Limberlost

 


It takes a certain skill to write a historical novel that feels present. And it takes craft and heart to make the story of one man’s life feel so important – not as representative of anything, but so that the reader can experience vicariously the trials, tribulations and triumphs of one human being. That human being, Ned, is placed in a landscape and a family – both play their parts to shape the character and the life his consciousness grapples with to find the right way to live.

Limberlost opens with the mythic scene of a whale believed to have ‘gone mad’, destroying boats at dusk. Five-year-old Ned is taken out to the mouth of the river by his father as he and his two brothers wait for the whale to ‘explode out of the river and paste them into the waves’ (pp. 1-3). Chapter 2 begins with a leap in time: ‘A decade later Ned lay on a wet bank watching a rabbit graze’ (p. 5). So, a fifteen-year-old boy who desperately wishes to impress his distant father. Ned’s two older brothers are overseas fighting in the war; one is missing in action after the fall of Singapore. Chapter 3 jumps another decade; Ned has left Limberlost and is working as a foreman to a crew of foresters who wreak ‘violence’ on ancient hardwoods, ‘ghostly in colour and immense in height’ (p. 13). Arnott thus both tells the story of the life quickly (with a decade passing in a sentence) and slowly, as he focuses on one summer when Ned shoots rabbits and dreams of owning a sailing boat to take out on that mythic river.

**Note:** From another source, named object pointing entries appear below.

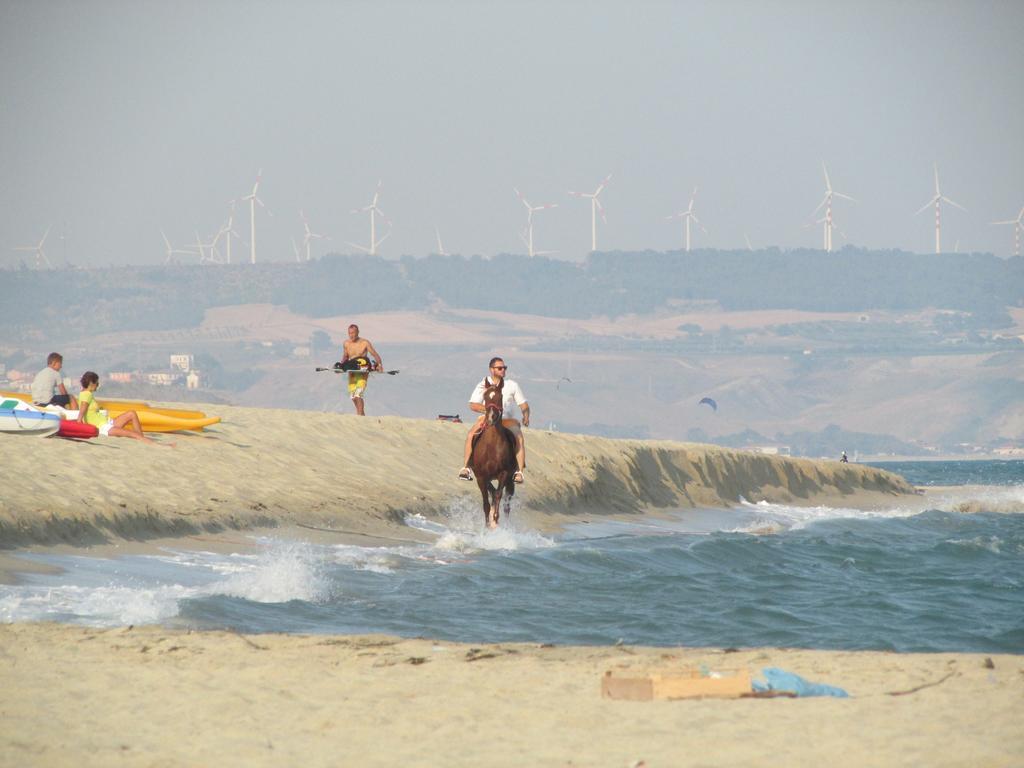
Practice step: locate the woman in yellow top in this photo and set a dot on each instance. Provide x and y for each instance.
(126, 425)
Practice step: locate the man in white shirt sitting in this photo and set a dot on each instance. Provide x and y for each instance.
(511, 395)
(48, 388)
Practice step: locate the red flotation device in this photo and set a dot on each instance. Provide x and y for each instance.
(70, 428)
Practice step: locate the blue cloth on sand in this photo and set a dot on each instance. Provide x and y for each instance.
(776, 679)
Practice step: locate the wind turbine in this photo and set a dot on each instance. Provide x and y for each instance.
(527, 233)
(440, 248)
(374, 212)
(214, 255)
(936, 201)
(595, 207)
(228, 229)
(826, 203)
(41, 259)
(1018, 225)
(253, 200)
(171, 251)
(687, 215)
(309, 235)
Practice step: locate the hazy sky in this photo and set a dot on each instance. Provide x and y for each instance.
(120, 118)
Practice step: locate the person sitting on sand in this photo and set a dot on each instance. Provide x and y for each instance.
(358, 347)
(125, 425)
(511, 395)
(48, 388)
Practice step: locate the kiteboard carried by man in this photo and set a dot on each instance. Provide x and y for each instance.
(511, 396)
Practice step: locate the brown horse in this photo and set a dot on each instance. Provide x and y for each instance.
(494, 457)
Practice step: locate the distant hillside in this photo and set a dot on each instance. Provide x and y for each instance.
(606, 284)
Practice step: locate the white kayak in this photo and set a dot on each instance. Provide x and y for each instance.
(23, 421)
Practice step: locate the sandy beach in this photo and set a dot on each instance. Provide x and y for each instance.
(150, 696)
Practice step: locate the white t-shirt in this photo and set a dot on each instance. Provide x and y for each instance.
(511, 395)
(45, 385)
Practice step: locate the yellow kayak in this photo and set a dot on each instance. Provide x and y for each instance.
(122, 406)
(155, 422)
(153, 419)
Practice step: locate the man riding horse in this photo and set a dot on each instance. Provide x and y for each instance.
(511, 395)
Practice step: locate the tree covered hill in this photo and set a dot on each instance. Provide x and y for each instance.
(605, 284)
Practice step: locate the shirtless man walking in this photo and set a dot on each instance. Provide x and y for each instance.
(356, 346)
(511, 395)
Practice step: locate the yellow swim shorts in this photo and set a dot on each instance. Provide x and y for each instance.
(356, 384)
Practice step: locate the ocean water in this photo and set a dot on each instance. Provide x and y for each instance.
(895, 579)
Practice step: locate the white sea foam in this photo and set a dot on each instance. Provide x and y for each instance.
(286, 570)
(770, 518)
(99, 606)
(463, 529)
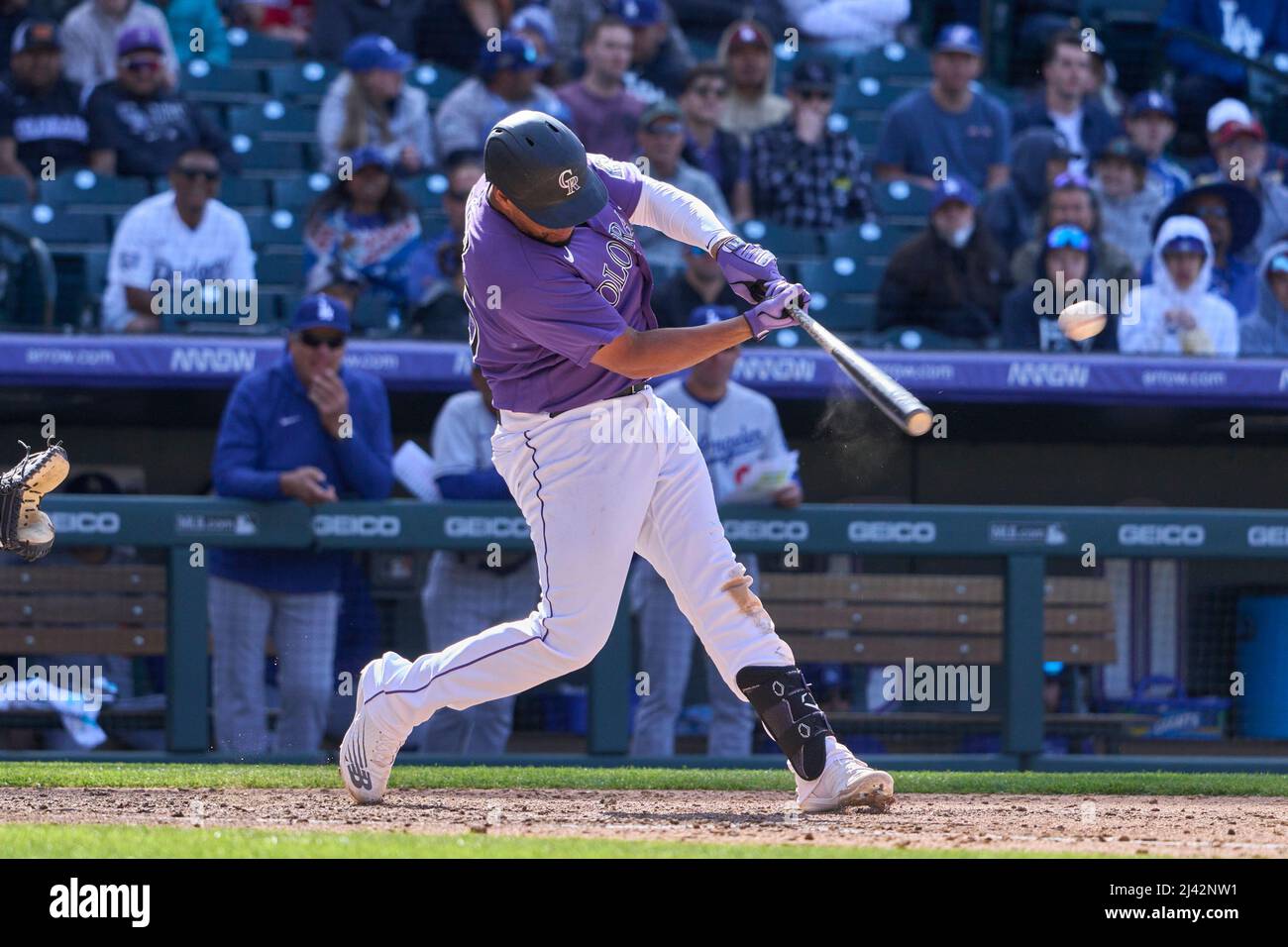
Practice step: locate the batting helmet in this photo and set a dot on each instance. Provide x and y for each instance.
(541, 166)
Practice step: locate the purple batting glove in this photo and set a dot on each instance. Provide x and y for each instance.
(745, 265)
(778, 311)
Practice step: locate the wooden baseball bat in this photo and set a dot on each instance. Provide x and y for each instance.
(896, 401)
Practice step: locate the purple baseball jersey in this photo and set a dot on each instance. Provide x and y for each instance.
(540, 312)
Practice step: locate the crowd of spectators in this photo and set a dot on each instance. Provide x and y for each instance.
(697, 101)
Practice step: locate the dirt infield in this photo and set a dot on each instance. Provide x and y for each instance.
(1248, 826)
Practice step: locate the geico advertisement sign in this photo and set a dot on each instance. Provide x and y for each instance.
(892, 531)
(485, 527)
(776, 530)
(1162, 535)
(85, 522)
(356, 525)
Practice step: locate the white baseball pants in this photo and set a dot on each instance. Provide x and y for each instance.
(591, 501)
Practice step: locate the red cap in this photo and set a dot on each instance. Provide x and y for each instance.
(1233, 129)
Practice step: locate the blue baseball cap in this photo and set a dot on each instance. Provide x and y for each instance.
(953, 189)
(706, 315)
(958, 38)
(1150, 101)
(372, 52)
(636, 12)
(321, 311)
(514, 53)
(369, 157)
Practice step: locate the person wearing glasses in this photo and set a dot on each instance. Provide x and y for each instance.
(707, 146)
(91, 33)
(804, 174)
(949, 123)
(137, 124)
(1233, 218)
(310, 429)
(364, 228)
(1073, 201)
(603, 112)
(185, 231)
(1030, 312)
(1177, 313)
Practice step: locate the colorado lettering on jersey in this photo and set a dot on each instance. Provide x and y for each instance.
(621, 261)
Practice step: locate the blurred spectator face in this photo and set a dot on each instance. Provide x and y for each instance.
(1069, 72)
(1278, 281)
(1119, 178)
(1184, 266)
(194, 179)
(1248, 150)
(368, 187)
(703, 101)
(748, 68)
(648, 40)
(1067, 261)
(662, 141)
(608, 55)
(1216, 217)
(38, 68)
(314, 351)
(715, 371)
(380, 85)
(952, 218)
(141, 72)
(1150, 132)
(1072, 205)
(954, 71)
(459, 184)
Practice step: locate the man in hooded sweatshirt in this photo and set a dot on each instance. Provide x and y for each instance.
(1176, 315)
(951, 275)
(1265, 333)
(1038, 157)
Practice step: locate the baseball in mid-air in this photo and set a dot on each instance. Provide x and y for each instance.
(1082, 320)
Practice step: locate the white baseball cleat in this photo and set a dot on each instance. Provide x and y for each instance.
(370, 746)
(845, 781)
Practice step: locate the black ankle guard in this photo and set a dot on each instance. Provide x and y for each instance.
(790, 714)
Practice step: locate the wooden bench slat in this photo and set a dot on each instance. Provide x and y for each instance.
(71, 641)
(951, 620)
(84, 579)
(883, 650)
(75, 609)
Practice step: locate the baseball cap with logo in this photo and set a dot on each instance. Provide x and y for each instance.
(541, 166)
(1144, 102)
(321, 312)
(35, 34)
(132, 39)
(513, 53)
(958, 38)
(636, 12)
(747, 34)
(373, 52)
(953, 189)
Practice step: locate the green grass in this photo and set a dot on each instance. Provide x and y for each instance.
(168, 841)
(232, 776)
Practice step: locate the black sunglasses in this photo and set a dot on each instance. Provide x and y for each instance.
(194, 172)
(333, 342)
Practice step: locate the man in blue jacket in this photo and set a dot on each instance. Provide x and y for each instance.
(301, 429)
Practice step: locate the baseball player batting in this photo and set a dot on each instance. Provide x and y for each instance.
(561, 324)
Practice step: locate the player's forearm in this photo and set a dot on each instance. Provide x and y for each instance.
(678, 214)
(662, 351)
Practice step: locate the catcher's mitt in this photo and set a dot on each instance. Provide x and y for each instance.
(24, 526)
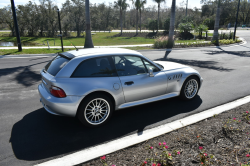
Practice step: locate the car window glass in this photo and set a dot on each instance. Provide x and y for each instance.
(55, 65)
(149, 65)
(129, 65)
(95, 67)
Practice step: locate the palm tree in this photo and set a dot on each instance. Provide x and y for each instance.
(142, 3)
(88, 38)
(216, 24)
(171, 27)
(139, 4)
(159, 2)
(122, 5)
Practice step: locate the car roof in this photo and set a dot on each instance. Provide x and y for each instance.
(97, 51)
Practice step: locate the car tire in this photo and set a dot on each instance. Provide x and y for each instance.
(190, 88)
(95, 110)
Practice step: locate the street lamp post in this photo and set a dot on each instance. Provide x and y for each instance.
(235, 26)
(60, 28)
(19, 44)
(186, 7)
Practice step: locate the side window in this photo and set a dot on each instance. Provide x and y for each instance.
(95, 67)
(129, 65)
(149, 65)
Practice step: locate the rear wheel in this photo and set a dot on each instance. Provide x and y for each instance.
(190, 88)
(95, 110)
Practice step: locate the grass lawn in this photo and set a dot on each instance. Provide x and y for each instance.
(51, 51)
(99, 39)
(31, 51)
(188, 41)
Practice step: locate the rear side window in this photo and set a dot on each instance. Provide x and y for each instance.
(55, 65)
(95, 67)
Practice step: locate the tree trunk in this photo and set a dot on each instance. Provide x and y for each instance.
(158, 17)
(216, 25)
(171, 27)
(136, 21)
(88, 38)
(140, 20)
(121, 19)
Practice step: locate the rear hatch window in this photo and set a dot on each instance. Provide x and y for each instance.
(56, 64)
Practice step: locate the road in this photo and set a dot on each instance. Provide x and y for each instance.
(30, 135)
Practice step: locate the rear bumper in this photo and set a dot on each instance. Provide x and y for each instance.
(59, 106)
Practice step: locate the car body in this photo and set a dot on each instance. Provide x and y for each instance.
(127, 78)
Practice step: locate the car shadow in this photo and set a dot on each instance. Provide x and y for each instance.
(40, 135)
(24, 74)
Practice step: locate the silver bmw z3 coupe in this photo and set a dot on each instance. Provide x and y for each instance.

One day, Ned’s sister Maggie (a troubled figure, dealing with her own sadness) shows Ned evidence that something has been at the chicken coop, and Ned lays another trap. In the process he captures a quoll, a native marsupial whose fur would bring a good price. The ‘great hunter’ hesitates, and instead of killing it with his boot (raised, heavy) he saves it, and hides it in a crate. This he keeps secret, as he does his motives for killing rabbits and saving his money. Having established that the story is of Ned’s whole life, Arnott draws the reader’s attention to the significance of such events by widening the camera lens:

The quoll followed him for years, its jaw gaping through his mind whenever he found terror and fury in the same place. It came to him when he watched a boy throw a rock at his mother in the main street of Beaconsfield. When, in a pub after a football match, he saw two drunk ruckmen brutalise each other on the whorled grains of a myrtle table … (p. 31).  

Similarly, the boat Ned acquires and selflessly parts with haunts him, as a thing of ‘uncommon beauty’ that resonates as an absence (‘There would now be no moment where his brothers would stand on the shore and watch him glide on the currents’ [p. 201]). Other moments are movingly expansive, such as his brother Bill’s unexpected return from the war, which Nick experiences as a ‘swelling … a hugeness that rang through him for the length of his life’ (p. 225). To say much more would be to potentially spoil the emotional impact of the final scenes of this short novel which achieves something similar – a ‘hugeness of feeling’ in a historical novel that feels like the present.